Executives also pointed to operational initiatives aimed at strengthening the company’s local station portfolio and digital growth. During the quarter, Gray entered into a historic station swap and three additional acquisition agreements that will expand its footprint into six new markets and create 11 new Big Four network duopolies once closed.

President and Co-CEO Pat LaPlatney said Gray’s core ad revenue grew year over year despite political displacement and competition from the Summer Olympics. “Our new local direct business in Q3 2024 was up almost 14 percent over Q3 2023,” he said. “Since August, we’ve identified and begun implementing various initiatives that will allow us to reduce our operating expense run rate by approximately $60 million on an annualized basis.”

Chief Operating Officer Sandy Breland highlighted the company’s growing slate of sports rights and local content. “In late September, we announced a significant media rights deal with the New Orleans Pelicans,” she said. “It brings every non-national Pelicans NBA game to 4.1 million households through our new Gulf Coast Sports and Entertainment Network.”

Breland added that the company’s local newscasts remain a key differentiator.

“Collectively, our 5 p.m. newscasts averaged 4.4 million viewers,” she said. “That’s 25 percent more than Fox News’s ‘The Five,’ despite reaching less than half as many homes.

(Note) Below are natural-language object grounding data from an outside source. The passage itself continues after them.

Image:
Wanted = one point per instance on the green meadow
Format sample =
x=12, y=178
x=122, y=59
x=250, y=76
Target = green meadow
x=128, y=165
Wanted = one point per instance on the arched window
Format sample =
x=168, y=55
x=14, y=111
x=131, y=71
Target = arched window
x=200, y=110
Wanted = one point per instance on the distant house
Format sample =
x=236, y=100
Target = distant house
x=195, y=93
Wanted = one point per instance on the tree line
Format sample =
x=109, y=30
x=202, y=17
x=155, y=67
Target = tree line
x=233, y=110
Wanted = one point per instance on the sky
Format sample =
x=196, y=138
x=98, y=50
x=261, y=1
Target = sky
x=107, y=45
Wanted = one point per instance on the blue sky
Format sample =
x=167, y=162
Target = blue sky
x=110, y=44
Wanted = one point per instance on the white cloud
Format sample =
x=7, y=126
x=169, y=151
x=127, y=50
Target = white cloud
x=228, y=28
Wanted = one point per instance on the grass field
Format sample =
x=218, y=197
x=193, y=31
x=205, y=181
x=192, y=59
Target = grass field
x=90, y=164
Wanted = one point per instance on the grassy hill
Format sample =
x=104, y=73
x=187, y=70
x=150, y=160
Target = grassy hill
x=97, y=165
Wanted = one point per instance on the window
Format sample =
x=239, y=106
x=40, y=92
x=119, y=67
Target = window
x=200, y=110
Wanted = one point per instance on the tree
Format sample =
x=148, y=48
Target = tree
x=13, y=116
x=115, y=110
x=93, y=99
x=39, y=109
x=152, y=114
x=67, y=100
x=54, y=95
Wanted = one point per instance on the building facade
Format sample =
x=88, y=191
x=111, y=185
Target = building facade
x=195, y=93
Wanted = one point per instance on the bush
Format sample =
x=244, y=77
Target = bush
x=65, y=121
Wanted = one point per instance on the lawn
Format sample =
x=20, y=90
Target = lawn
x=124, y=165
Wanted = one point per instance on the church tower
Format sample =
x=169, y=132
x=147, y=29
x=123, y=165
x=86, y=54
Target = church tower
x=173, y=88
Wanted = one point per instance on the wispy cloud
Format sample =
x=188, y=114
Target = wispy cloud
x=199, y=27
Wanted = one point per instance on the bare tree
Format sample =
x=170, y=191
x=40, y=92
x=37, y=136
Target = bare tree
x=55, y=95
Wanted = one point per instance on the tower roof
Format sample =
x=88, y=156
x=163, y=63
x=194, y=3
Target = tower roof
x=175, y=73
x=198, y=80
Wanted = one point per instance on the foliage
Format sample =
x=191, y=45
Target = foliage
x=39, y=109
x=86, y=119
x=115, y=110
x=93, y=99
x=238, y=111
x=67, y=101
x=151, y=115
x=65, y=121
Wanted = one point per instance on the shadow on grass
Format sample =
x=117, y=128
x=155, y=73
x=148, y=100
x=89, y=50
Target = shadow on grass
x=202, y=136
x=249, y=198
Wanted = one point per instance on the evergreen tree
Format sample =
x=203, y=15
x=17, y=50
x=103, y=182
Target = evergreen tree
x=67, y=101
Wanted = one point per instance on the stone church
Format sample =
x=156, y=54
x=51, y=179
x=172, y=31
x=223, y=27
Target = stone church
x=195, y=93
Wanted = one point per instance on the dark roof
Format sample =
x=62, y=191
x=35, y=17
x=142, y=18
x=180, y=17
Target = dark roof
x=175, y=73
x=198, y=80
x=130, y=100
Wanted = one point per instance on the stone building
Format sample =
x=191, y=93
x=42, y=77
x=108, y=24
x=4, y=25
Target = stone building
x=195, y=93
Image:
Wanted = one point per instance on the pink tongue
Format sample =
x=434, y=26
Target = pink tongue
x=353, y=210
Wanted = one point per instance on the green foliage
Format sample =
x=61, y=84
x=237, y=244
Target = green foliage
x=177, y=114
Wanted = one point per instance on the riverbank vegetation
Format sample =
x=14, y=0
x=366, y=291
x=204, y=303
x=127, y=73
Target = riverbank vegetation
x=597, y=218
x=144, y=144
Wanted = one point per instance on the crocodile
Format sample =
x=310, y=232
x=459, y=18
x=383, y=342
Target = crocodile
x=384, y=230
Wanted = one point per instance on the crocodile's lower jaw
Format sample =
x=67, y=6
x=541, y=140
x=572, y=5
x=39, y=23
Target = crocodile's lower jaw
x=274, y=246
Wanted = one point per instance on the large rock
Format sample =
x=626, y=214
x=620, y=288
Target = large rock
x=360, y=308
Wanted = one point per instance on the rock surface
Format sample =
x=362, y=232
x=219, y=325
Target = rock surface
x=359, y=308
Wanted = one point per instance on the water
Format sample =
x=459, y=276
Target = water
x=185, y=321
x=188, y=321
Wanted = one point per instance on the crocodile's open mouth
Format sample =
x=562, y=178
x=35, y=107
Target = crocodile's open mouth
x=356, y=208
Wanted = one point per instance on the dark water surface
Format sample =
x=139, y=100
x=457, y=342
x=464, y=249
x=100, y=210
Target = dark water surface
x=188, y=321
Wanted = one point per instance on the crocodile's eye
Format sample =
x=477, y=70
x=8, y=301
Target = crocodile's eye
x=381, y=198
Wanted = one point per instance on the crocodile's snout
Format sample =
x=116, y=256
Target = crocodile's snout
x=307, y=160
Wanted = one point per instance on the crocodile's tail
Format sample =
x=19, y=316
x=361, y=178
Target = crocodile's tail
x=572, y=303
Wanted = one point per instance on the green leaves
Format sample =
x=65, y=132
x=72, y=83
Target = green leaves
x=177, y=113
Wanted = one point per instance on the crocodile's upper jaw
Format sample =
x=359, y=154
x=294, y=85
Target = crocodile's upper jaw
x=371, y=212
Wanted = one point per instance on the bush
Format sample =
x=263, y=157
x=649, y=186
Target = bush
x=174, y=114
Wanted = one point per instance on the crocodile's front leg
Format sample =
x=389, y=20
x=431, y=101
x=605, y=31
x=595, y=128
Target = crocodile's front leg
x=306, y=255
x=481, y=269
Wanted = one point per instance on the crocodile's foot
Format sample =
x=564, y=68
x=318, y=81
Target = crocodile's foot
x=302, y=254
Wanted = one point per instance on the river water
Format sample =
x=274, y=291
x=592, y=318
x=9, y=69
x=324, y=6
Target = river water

That is the power and reach of local broadcast television.”

Looking ahead, executives expressed cautious optimism about advertising trends heading into 2025. LaPlatney said the company has begun to see “some green shoots” in recent days, suggesting modest improvement in the post-election environment.

Howell said Gray is focused on “being a stronger, more efficient and impactful company that is best equipped to compete in the ever-changing business environment.”

For the fourth quarter, Gray expects total revenue between $767 million and $782 million, with core advertising in the range of $380 million to $390 million and political advertising of $7 million to $8 million.